Fingerprint "developer" can read a letter from its envelope
U.K. researchers find that disulfur dinitride polymer turned exposed fingerprints brown, as the polymer reaction was initiated from the near-undetectable remaining residues; what is more, traces of inkjet printer ink can also initiate the polymer, allowing detectives to read a letter from the residue it left on the envelope
U.K. scientists have discovered a fingerprint “developer” which can highlight invisible prints on almost any surface — and read the text of a letter just from the envelope it was sent in. Paul Kelly and colleagues at Loughborough University found that a disulfur dinitride (S2N2) polymer turned exposed fingerprints brown, as the polymer reaction was initiated from the near-undetectable remaining residues. Traces of inkjet printer ink can also initiate the polymer. The detection limit is so low that details of a printed letter previously in an envelope could be read off the inside of the envelope after being exposed to S2N2.

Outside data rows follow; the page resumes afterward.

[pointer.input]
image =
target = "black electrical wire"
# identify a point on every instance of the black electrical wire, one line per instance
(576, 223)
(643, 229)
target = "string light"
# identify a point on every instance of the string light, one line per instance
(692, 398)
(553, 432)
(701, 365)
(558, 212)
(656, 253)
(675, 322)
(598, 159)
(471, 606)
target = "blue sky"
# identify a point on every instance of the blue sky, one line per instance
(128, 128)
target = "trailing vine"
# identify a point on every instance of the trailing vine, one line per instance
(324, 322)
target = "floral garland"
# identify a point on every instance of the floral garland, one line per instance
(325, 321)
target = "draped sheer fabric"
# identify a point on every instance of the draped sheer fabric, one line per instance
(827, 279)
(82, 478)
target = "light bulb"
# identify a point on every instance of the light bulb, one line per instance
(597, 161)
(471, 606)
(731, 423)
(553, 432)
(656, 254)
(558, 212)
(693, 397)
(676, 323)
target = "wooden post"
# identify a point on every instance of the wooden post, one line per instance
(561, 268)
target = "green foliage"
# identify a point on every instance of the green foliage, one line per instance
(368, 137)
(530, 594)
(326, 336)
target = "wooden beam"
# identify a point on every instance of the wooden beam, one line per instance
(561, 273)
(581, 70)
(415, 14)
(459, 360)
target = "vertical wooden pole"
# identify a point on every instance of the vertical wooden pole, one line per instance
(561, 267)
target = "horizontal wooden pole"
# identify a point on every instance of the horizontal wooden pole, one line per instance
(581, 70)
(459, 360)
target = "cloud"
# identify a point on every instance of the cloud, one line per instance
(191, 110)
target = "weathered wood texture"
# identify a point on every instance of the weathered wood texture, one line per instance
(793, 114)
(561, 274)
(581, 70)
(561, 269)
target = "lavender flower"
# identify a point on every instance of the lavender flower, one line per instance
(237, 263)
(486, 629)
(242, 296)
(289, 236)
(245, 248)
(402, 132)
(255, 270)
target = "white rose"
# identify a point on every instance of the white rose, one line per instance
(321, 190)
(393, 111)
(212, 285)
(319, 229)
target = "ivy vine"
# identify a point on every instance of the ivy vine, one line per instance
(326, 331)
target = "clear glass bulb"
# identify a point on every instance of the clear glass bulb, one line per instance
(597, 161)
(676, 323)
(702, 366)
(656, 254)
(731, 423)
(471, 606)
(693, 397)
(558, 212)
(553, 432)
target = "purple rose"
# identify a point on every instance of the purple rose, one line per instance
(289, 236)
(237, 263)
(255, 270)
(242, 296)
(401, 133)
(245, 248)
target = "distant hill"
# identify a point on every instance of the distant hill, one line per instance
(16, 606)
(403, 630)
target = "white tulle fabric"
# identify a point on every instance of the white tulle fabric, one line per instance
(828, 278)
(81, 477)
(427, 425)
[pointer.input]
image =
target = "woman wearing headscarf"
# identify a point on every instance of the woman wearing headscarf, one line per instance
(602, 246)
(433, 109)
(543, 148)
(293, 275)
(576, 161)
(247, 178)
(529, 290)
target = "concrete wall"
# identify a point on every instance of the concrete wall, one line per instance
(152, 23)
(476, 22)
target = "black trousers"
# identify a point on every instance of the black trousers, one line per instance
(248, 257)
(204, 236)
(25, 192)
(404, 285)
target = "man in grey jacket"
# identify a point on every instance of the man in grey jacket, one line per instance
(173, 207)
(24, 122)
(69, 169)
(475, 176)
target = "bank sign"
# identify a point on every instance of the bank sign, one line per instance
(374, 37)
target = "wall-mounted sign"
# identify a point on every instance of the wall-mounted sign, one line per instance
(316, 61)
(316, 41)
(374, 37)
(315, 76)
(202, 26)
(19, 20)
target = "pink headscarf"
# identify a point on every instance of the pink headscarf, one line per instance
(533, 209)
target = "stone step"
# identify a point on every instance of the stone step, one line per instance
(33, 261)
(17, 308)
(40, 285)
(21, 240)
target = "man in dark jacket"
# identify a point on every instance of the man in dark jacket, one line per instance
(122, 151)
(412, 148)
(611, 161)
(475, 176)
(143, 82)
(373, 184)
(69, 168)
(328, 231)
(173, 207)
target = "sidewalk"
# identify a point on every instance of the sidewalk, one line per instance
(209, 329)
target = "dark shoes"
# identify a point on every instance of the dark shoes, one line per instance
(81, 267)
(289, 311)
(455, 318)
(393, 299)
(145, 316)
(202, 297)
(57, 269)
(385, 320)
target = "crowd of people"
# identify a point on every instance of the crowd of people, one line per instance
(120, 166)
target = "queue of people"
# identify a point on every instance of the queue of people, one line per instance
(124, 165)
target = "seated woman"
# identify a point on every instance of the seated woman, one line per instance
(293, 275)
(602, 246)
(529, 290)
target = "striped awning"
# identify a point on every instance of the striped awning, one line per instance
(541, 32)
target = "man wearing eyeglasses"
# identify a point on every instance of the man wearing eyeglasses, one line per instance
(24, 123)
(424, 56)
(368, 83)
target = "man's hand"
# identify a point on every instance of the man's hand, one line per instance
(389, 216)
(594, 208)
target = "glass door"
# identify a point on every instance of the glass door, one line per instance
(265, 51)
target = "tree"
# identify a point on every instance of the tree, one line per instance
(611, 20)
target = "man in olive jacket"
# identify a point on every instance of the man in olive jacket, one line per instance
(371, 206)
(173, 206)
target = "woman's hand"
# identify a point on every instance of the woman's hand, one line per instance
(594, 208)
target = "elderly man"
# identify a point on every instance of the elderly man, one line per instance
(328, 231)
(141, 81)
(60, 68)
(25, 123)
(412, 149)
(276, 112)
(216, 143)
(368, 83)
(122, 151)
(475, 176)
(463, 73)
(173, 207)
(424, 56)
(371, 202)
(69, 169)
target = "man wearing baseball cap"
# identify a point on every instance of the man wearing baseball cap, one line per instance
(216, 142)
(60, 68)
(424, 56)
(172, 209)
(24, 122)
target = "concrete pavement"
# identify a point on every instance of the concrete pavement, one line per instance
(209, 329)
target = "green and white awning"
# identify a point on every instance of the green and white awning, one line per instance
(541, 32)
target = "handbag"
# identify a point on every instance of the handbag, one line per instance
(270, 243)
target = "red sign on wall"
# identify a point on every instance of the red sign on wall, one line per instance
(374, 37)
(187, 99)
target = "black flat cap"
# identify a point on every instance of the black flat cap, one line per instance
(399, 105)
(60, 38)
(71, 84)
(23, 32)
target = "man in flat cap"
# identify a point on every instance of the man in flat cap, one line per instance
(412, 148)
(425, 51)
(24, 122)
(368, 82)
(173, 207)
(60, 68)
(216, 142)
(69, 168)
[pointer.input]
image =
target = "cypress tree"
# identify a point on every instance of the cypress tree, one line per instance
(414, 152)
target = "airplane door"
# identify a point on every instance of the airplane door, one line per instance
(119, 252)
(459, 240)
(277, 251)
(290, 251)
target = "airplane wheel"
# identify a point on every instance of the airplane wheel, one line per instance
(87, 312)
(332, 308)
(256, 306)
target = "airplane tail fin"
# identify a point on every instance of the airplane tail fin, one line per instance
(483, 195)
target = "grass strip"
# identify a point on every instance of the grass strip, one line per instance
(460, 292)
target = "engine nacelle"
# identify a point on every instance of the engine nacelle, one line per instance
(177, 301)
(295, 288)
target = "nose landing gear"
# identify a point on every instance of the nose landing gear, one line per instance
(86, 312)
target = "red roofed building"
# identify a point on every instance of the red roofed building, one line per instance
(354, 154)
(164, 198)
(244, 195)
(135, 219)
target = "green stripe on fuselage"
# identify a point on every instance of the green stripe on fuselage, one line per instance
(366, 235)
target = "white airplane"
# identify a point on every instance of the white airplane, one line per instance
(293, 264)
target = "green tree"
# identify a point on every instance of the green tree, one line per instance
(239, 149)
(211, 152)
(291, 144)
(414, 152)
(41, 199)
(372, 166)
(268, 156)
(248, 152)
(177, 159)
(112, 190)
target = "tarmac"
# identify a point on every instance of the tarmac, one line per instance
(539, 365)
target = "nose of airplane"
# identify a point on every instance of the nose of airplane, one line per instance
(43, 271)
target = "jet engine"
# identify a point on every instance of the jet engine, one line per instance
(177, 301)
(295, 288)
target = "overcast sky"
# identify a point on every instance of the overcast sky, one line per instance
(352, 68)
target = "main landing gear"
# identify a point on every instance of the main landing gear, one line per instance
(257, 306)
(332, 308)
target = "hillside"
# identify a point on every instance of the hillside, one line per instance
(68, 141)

“A one-covers-all versatile system like this has obvious potential,” says Kelly. This work has demonstrated that it is possible to obtain fingerprints from surfaces that hitherto have been considered extremely difficult, if not impossible, to obtain,” says Colin Lewis, scientific adviser at the U.K. Ministry of Defense. “The method proposed has shown that this system could well provide capabilities which could significantly enhance the tools available to forensic scientists in the future.”